Heavenly Father, we come before You to learn, listen, worship, and fellowship with You. Speak to us and Your servants will listen, hear, and obey, in Jesus’ name, Amen.


Mary Magdalene came to the tomb very early on Easter Sunday when it was still dark. She saw the tombstone rolled away and falsely concluded that tomb raiders had stolen the Lord’s body. She bumped into Peter and John, and told them what she saw. The duo raced to the tomb as fast as they could.

4 They both ran together. The other disciple outran Peter, and came to the tomb first. 5 Stooping and looking in, he saw the linen cloths lying, yet he didn’t enter in. 6 Then Simon Peter came, following him, and entered into the tomb. He saw the linen cloths lying, 7 and the cloth that had been on his head, not lying with the linen cloths, but rolled up in a place by itself. 8 So then the other disciple who came first to the tomb also entered in, and he saw and believed. 9 For as yet they didn’t know the Scripture, that he must rise from the dead. 10 So the disciples went away again to their own homes.

John 20:4-10


 John outran Peter and reached the tomb first but did not go in. He saw the empty tomb from the outside. The Greek word for saw here is “blepo” which means to take a glance. John did not see anything significant.
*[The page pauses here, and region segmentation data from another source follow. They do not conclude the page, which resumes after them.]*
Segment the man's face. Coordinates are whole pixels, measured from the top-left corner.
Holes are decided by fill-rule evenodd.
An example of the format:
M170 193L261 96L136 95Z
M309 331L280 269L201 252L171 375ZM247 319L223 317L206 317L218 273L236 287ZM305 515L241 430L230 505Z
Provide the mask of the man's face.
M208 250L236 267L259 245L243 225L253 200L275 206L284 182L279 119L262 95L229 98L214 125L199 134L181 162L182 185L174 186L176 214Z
Peter arrived at the scene, entered the tomb, and saw the linen cloths lying on the floor, undisturbed in two piles, one for the head and one for the rest of the body., from the neck to the toes. The Greek word for saw here is “theoreo”, which means to see like a detective investigating a crime scene. Peter saw the empty linen clothes but could not connect the dots.

 After this, John entered the tomb and saw what Peter had just seen. The Greek word for saw here is “aido”, which means to see with insight and understanding. John saw the “cocoon” and correctly concluded that Jesus had resurrected from the dead. He understood that Christ’s resurrection body body had passed out from the linen cloths like a butterfly exiting a cocoon. John was the first disciple to believe in the Resurrection of Christ.
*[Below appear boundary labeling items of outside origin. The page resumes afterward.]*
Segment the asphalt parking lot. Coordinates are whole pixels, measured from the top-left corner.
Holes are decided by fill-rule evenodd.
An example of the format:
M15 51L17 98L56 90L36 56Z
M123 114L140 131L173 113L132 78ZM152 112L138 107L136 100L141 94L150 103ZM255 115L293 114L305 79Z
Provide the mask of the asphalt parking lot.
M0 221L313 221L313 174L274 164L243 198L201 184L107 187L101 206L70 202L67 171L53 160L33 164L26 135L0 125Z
On Good Friday, Joseph of Arimathea and Nicodemus wrapped up Jesus’ body with linen strips from the head to the toes. The linen strips were interlaced with myrrh and aloes. Over time, when the spices dried up, the linen strips hardened and solidified into a cocoon-like structure. 
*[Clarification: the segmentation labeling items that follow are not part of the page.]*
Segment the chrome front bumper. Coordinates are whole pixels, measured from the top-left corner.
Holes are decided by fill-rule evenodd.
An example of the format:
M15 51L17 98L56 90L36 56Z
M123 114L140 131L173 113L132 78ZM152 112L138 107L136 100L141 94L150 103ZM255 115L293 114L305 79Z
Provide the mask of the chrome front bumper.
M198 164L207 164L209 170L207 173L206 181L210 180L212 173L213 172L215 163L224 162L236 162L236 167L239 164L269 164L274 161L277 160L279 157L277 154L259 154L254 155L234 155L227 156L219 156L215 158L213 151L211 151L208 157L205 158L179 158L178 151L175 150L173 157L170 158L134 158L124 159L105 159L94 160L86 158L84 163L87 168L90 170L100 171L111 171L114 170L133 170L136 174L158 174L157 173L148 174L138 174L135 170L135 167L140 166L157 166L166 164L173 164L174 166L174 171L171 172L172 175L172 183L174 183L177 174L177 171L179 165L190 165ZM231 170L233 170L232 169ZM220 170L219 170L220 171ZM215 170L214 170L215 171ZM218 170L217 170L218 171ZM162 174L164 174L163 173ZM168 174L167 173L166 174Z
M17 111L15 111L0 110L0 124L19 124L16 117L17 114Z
On Easter, three people came out from Easter with different conclusions. Mary Magdalene saw the opened tomb and falsely concluded that tomb raiders came to steal the body. Peter saw the linen cloths but could not connect the dots. John saw the linen cloths and believed that Christ had Risen. What about you? What did you ‘see’ from the Easter narrative? Did you ‘see’ the Risen Christ and believed?

Today, you can visit the garden tomb in Jerusalem as a pilgrim and relive the experience of Peter and John when you walk into the empty tomb. The Bible is about real people, real places, real history, and real geography. It is not a figment of someone’s imagination. The Bible is the inspired Word of God.


Heavenly Father, thank You for Good Friday and Easter Sunday. Thank You that You have conquered sin and death on Good Friday and rose from the dead on Easter. Thank You for the gift of salvation and eternal life, in Jesus’ name, Amen.